Auckland Council's super-saver budget has passed its first test, with members agreeing to give Tāmaki Makaurau its say on the proposal.
The plan was headlined by a sell-off of Auckland Airport shares and mass service cuts for things like childcare centres, youth services, and even lawn mowing.
The day wasn't without drama though, with off-the-cuff comments made by Auckland Mayor Wayne Brown plunging one of our largest listed companies into a trading halt.
On Thursday, the council was in the process of coming up with budget cuts to keep rates under control. Instead, the mayor's comments caused turbulence on the stock market.
Brown claimed Auckland Airport was set to initiate a capital raise for its new domestic terminal.
"I don't think they have announced it yet, but you don't have to be particularly forward-looking to see that that's coming," Brown said.
Except according to Auckland Airport, it isn't. The company was forced into a trading halt pending an announcement.
The airport later made an announcement aimed at Mayor Brown and said his comments were simply incorrect.

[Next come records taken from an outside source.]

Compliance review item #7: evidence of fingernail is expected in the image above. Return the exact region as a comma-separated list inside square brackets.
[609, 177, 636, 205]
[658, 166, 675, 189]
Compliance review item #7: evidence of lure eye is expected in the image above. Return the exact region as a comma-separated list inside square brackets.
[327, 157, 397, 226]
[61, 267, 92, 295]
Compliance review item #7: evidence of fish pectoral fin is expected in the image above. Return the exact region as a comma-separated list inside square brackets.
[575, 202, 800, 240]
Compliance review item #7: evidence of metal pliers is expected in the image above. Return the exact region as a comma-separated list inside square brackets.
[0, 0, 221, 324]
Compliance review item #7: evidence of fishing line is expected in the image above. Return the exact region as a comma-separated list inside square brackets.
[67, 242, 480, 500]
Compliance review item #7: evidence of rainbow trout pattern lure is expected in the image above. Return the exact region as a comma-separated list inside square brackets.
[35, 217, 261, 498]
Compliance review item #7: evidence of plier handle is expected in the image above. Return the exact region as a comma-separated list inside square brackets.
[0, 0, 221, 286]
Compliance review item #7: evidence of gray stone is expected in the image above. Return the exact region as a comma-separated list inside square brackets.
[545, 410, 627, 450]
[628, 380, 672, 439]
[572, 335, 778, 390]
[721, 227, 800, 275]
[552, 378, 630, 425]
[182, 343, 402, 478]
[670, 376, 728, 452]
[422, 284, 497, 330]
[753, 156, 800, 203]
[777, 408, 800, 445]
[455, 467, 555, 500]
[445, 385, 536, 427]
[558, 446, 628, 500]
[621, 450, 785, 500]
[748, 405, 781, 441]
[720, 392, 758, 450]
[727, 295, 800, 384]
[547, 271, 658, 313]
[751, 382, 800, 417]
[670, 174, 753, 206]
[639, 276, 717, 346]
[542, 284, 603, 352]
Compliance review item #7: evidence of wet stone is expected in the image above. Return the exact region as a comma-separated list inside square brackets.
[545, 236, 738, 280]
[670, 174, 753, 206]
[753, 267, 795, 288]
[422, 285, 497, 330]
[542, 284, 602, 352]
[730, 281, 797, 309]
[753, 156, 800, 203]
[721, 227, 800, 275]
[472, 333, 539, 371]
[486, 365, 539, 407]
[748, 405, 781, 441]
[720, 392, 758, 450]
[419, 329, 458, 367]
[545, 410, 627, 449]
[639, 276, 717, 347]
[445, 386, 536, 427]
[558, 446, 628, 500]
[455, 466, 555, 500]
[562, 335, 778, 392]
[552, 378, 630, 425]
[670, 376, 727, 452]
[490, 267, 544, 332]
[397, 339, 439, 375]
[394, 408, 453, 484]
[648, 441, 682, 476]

The Auckland Mayor was then forced to clarify his remarks.
"When I spoke previously about airport capital raisings, I was only assuming or guessing there would be one. I don't know any specific knowledge there will be one," he said.
However, Brown was not keen to discuss his comments post-meeting, with his staffers going in to bat instead.
Newshub said: "The Mayor has made the comment, so I think it's fair we ask him for his response." One of his staffers was then heard saying, "Does anyone have any other questions?"
It was the Auckland Mayor's most significant day in office yet, with his super-saver budget going before councillors.
Auckland's Deputy Mayor Desley Simpson laid out the task at hand.
"Mayor Brown has been faced with an unenviable position of having to fill a budget gap larger than even some of those most familiar with our books expected - some $295 million."
The sale of Auckland Airport shares headlined the proposal as well as a savings goal of $130 million across Auckland Council through 2023 to 2024.
It would mean service cuts for things like youth groups and childcare. Some council members had their reservations about the cuts.
"I'm not yet persuaded on the airport shares," Albert-Eden-Puketāpapa ward councillor Christine Fletcher said.
"We've gone from trimming the fat, down to the bone, and I fear that some of these cuts are cutting into the marrow," Waitākere ward councillor Shane Henderson said.
Despite having their reservations, in the end, 20 of 21 councillors agreed to send the proposals out to Aucklanders for their say.
For some, belt-tightening appeared to be the lesser of two evils as Auckland Council looked to deliver rates rises below inflation at 4.66 percent for the average household.
"I have concerns and some reservations about the budget, but I understand we do need to make cuts," Whau ward councillor Kerrin Leoni said.
Despite some turbulence, the new Mayor passes his first big test.